Real progress on networking—thanks mainly to Force XXI and OIF. Faster and more holistic planning. Faster and more accurate delivery of fires. Much improved “blue” situational awareness—I actually know where I am, and I know where my friends are. This makes a big difference. BFT—Blue Force Tracker. Force XXI technology.

But there are lingering (enduring?) limitations. Severely limited “Red” situational awareness. We don't know where the enemy is, especially when he steps away from the hot boxes like APCs! It's not clear to me we'll ever see the enemy the way we need to if we're going to have a 20-ton vehicle.

Continuing “digital divide” at brigade and below. “Bandwidth on the move” limitation. You can't receive as much data while you are mobile.

There are also compatibility and inter-operability problems. Serious technological problems with network components.

Organizationally, this looks like the Army using new technologies to do what it's always done. And a continuing debate about purpose. Is this to help us fight better against an enemy that isn't out there any more? This is not full spectrum. Is the FCS relevant? Who is going to get in the hot box and fight us?

What about purpose: can the Army become a genuinely “full spectrum force”?

What does full spectrum mean? Different skill mix—rebalancing to include more of the skills, units needed for OOTW. Training vs. structure trade-offs. New personnel, readiness policies needed.

Different headquarters, C4ISR.

Need wider ranging leader development, education. Reading “the peace field.” Thinking strategically. Putting military in the political and strategic context. In the Cold War, the army thought mostly tactically. In the 80s it started thinking operationally. In the cold war, the strategic thinking had already been done.

Big war personnel policies, peacetime deployment rules yield serious distortions.

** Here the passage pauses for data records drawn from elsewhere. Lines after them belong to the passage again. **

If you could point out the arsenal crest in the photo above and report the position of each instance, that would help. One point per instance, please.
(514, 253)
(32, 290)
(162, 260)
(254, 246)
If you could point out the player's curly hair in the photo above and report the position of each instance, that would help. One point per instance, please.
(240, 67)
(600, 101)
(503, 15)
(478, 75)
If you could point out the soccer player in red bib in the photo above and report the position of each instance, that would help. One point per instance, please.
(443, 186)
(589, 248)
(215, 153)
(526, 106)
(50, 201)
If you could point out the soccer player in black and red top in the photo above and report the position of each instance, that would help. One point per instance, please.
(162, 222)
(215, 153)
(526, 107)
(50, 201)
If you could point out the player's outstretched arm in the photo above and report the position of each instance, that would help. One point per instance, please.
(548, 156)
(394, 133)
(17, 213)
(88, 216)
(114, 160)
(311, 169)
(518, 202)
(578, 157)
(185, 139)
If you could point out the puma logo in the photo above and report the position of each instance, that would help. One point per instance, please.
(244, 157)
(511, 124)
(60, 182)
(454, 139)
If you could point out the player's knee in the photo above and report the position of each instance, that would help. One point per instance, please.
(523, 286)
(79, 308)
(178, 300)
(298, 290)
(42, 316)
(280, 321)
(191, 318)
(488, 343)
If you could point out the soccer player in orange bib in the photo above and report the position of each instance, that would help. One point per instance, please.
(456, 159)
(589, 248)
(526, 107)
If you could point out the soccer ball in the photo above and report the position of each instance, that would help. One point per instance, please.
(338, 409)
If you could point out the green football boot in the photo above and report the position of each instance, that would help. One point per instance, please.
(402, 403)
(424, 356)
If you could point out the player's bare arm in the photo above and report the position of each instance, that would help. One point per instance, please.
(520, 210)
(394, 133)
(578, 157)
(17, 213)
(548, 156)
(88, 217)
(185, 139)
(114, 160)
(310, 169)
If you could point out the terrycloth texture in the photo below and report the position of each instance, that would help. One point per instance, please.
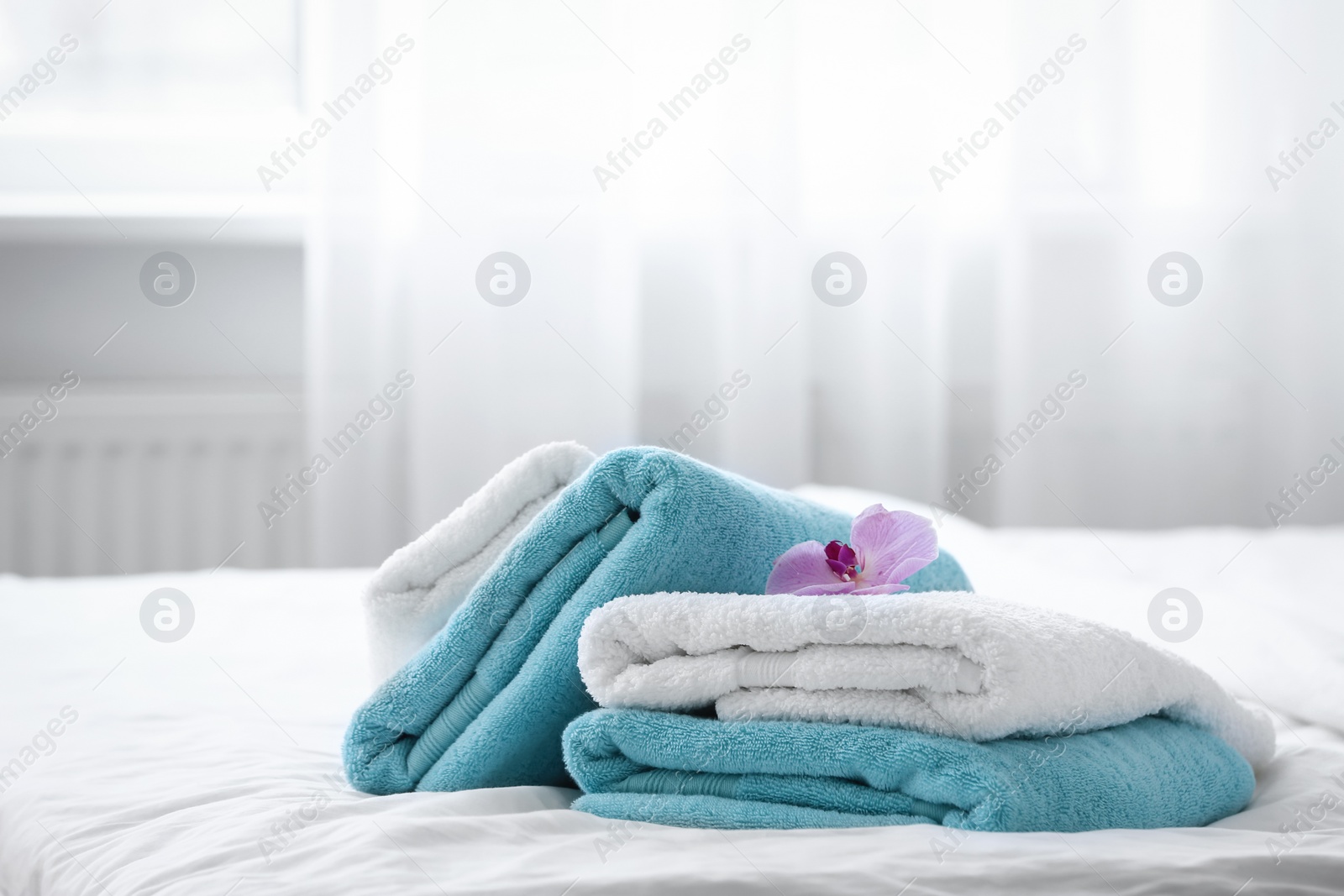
(417, 589)
(486, 701)
(960, 665)
(702, 773)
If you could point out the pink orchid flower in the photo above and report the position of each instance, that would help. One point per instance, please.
(887, 547)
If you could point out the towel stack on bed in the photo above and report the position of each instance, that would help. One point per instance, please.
(483, 705)
(835, 710)
(945, 707)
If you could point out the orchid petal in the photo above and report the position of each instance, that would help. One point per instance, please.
(882, 589)
(893, 544)
(800, 567)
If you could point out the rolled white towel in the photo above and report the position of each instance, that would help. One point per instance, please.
(953, 664)
(417, 589)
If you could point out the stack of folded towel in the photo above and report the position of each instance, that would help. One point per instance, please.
(635, 584)
(484, 701)
(948, 707)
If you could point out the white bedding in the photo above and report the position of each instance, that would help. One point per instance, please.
(187, 754)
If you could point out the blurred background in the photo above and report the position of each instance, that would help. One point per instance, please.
(335, 181)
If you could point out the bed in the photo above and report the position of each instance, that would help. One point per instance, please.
(212, 765)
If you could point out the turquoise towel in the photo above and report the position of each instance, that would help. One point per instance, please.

What the nation wants starting in the 1990s is not the nearly ready division, but the perfectly ready brigade. For various reasons, about 30% of any unit isn't there at any one time. So you steal from other brigades and corps. You can put together a ready brigade, but you've destroyed a lot of other brigades in the process. This runs totally counter to traditional way of organizing. It wasn't a big problem to mess up a brigade or two when the army had 40. It becomes a much bigger problem in Iraq. We have had to totally change headquarters in Iraq. Have a lot of civil affairs, a lot of allies, a lot of Iraqi.

Army resisted changed through the 1990s.

Army focus on conventional warfighting predates Vietnam consensus by several decades. Schizophrenic 1990s: planning for conventional war. Struggling to put OOTW chapter in operations manual. School curricula remained focused on conventional ops. NTC remained focused on armored warfare. “Just in time” approach to preparing units for OOTW.

OIF destroys 1990s accommodation, produces serious moves toward change.

Rebalancing of force alters skill mix. Modular brigade means design beefs up headquarters, moves unit design toward full spectrum capabilities. Unit stabilization could solve turbulence problems. This probably wouldn't have happened if we had just done Afghanistan. There have been significant changes in NTC and school curriculum.

Army is changing, but will it stick?

Innovation driven by three factors: 1) Available technology: blessing and curse—you're stuck with what is already there and must build around it. 2) Leadership: but it only gets 2-4 years. The decision cycle is longer than the personnel cycle. There is a level at which the Army is essentially leaderless. The Army rolls along with the help of leaders, but no leader can change the entire Army. 3) Operational environment: duration matters.

Key differences from Vietnam make me somewhat optimistic. “We fired Westmoreland after one year.” Leadership includes remarkably innovative officers. No Fulda Gap to turn back to.

But how Iraq ends will be important—and unknowable for now.